Ingredients:
- 1 cup (240g) Ripe Avocado, mashed (about 2 medium avocados, puréed)
- ½ cup (113g) Unsalted Butter, melted (or coconut oil for dairy-free)
- 2 Large Eggs, room temperature
- 1 tsp (5 ml) Vanilla Extract
- ¾ cup (150g) Granulated Keto Sweetener (e.g., erythritol/monk fruit blend)
- ½ cup (60g) Unsweetened Cocoa Powder (Dark, Dutch-processed preferred)
- ½ cup (50g) Superfine Almond Flour
- 1 tsp (5g) Espresso Powder (optional, to enhance chocolate flavor)

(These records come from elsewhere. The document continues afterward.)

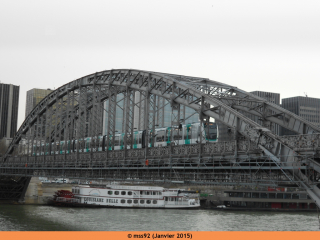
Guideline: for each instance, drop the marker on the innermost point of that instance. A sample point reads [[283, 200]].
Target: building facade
[[34, 96], [306, 107], [9, 103]]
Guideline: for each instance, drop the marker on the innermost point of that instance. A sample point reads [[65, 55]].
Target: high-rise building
[[34, 96], [9, 103], [306, 107]]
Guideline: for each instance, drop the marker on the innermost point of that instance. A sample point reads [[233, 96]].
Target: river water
[[49, 218]]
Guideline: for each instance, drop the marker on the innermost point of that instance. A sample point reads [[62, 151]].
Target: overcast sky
[[254, 45]]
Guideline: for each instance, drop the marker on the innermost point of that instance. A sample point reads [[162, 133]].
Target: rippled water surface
[[47, 218]]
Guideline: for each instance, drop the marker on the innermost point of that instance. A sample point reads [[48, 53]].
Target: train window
[[160, 136], [135, 138], [194, 132], [187, 132], [168, 133], [116, 141], [88, 143], [121, 140], [177, 134]]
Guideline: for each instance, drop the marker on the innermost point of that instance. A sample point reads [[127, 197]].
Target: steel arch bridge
[[75, 111]]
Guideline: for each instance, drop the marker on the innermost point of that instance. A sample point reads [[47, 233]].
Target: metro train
[[182, 134]]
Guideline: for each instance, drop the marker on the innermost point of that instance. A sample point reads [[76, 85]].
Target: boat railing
[[68, 200]]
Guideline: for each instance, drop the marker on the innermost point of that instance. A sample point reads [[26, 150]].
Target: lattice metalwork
[[210, 99]]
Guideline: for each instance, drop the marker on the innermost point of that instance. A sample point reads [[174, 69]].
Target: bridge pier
[[13, 189]]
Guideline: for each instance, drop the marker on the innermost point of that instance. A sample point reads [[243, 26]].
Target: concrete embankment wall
[[39, 193]]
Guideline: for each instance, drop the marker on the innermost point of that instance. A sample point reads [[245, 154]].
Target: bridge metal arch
[[199, 94], [208, 98]]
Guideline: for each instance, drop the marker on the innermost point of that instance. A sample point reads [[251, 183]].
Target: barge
[[272, 199], [126, 197]]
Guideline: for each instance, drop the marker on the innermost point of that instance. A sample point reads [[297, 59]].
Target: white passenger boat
[[128, 197]]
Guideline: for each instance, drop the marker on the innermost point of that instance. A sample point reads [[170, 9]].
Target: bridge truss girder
[[210, 99]]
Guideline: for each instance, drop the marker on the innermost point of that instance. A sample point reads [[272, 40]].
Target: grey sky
[[254, 45]]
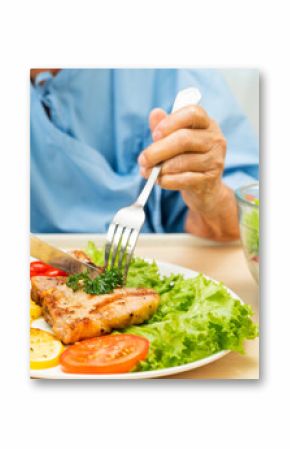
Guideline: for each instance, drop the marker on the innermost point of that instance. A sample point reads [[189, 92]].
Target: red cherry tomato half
[[38, 268]]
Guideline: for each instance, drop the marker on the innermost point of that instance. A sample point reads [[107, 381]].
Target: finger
[[192, 162], [155, 117], [195, 162], [192, 117], [181, 141], [181, 181]]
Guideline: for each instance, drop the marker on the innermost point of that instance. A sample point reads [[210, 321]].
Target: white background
[[165, 414]]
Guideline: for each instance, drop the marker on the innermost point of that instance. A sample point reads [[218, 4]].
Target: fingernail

- 1 tsp (5g) Baking Powder
- ¼ tsp (1g) Fine Sea Salt
- ½ cup (85g) Sugar-Free Chocolate Chips
- ¼ cup (30g) Chopped Walnuts or Pecans (optional)
Instructions:
- Preheat the oven to 350°F (175°C). Line the 8x8 inch baking pan with parchment paper, leaving an overhang on two sides for easy removal later. Lightly grease the exposed sides.
- Gently melt the butter (or coconut oil) and set aside to cool slightly.
- Place the ripe, peeled avocado chunks into a food processor or blender. Blend until completely smooth and creamy, scraping down the sides as needed. Ensure there are absolutely no lumps.
- Transfer the avocado purée to a large mixing bowl. Add the slightly cooled melted butter, eggs, and vanilla extract. Whisk vigorously until the mixture is uniform and the colour is consistently glossy green-brown.
- In a separate medium bowl, whisk together the almond flour, cocoa powder, 1/2 cup of sweetener, baking powder, espresso powder (if using), and salt. Break up any clumps in the cocoa powder.
- Gently pour the dry mixture into the wet ingredients. Fold carefully with a rubber spatula until just combined. Do not overmix.
- Gently fold in the sugar-free chocolate chips and any optional nuts.
- Scrape the batter into the prepared baking pan, smoothing the top with the spatula.
- Bake for 30–35 minutes. A toothpick inserted near the edge should come out mostly clean with a few moist crumbs attached. The centre should look set but still slightly soft.
- Allow the brownies to cool in the pan on a wire rack for at least 30 minutes.
- Once cooled to room temperature, transfer the pan to the refrigerator and chill for a minimum of 2 hours. This critical step sets the fudgy texture and allows for clean cuts.
- Once chilled, use the parchment overhang to lift the slab out of the pan. Slice into 12 squares and serve.